RNC Chair Election (UPDATED X10)
[Bumped]
Right now, the members of the Republican National Committee are voting to decide who their next Chairman will be.
The results of the first ballot are:
Mike Duncan (Incumbent): 52
Michael Steele: 46
Katon Dawson: 28
Saul Anuzis: 22
Ken Blackwell: 20
More as it comes…
UPDATE: Second ballot:
Mike Duncan: 48
Michael Steele: 48
Katon Dawson: 29
Saul Anuzis: 24
Ken Blackwell: 19
UPDATE II: Ballot three:
Michael Steele: 51
Mike Duncan: 44
Katon Dawson: 34
Saul Anuzis: 24
Ken Blackwell: 15
UPDATE III: The fourth ballot is being counted, but Mike Duncan has announced that he is withdrawing from considering. Given that, it’s likely that Michael Steele will emerge the winner.
UPDATE IV: Fourth ballot:
Katon Dawson: 62
Michael Steele: 60
Saul Anuzis: 31
Ken Blackwell: 15
UPDATE V: Ken Blackwell has dropped out and has pledged his 15 votes to Steele. Now it’s down to Dawson and Steele, with Anuzis and his 31 votes playing the role of kingmaker.
UPDATE VI: Saul Anuzis is speaking.
UPDATE VII: Anuzis is out and gives no endorsement. Here are the results of the fifth ballot:
Michael Steele: 79
Katon Dawson: 69
Saul Anuzis: 20
UPDATE VIII: The new Chairman of the Republican National Committee is Michael Steele.
UPDATE IX: Clearly, the GOP is a lagging–not a leading–indicator. Barack Obama won a Senate seat in 2004, so the GOP ran Michael Steele in 2006. Barack Obama was elected President in 2008, so the GOP elected Michael Steele their chairman in 2009.
More importantly, though, what does Steele bring to the Party? Not very much. Steele failed in his 2006 bid to succeed Paul Sarbanes in the United States Senate, and his performance wasn’t particularly impressive. Steele’s campaign wasn’t innovative, it didn’t pioneer new technologies or fundraising methods, it didn’t build any kind of grassroots movement nor did it set any kind of high water mark for raising money.

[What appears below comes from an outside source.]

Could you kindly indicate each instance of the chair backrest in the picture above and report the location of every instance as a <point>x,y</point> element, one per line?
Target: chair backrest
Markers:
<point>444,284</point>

Listening to Steele’s victory speech right now, he didn’t offer any kind of policy proposals or specifics; his speech had a lot of “we’re going to win again” but no indication of how, exactly, the GOP will go about doing that. Also, it doesn’t help that Steele is a bit of a serial liar.
UPDATE X: And don’t forget that 2006 incident where Steele, off the record, criticized George Bush and the Republican Party and went as far as describing the Republican ‘R’ next to his name as “a scarlet letter.”
But when it was revealed that Steele was the person being quoted in that article, Steele disingenuously backpedaled by trying to play his comments off as a joke, finally claiming that Bush was his “homeboy.”
Hey, maybe that can be the RNC’s new slogan–“Bush is my homeboy.”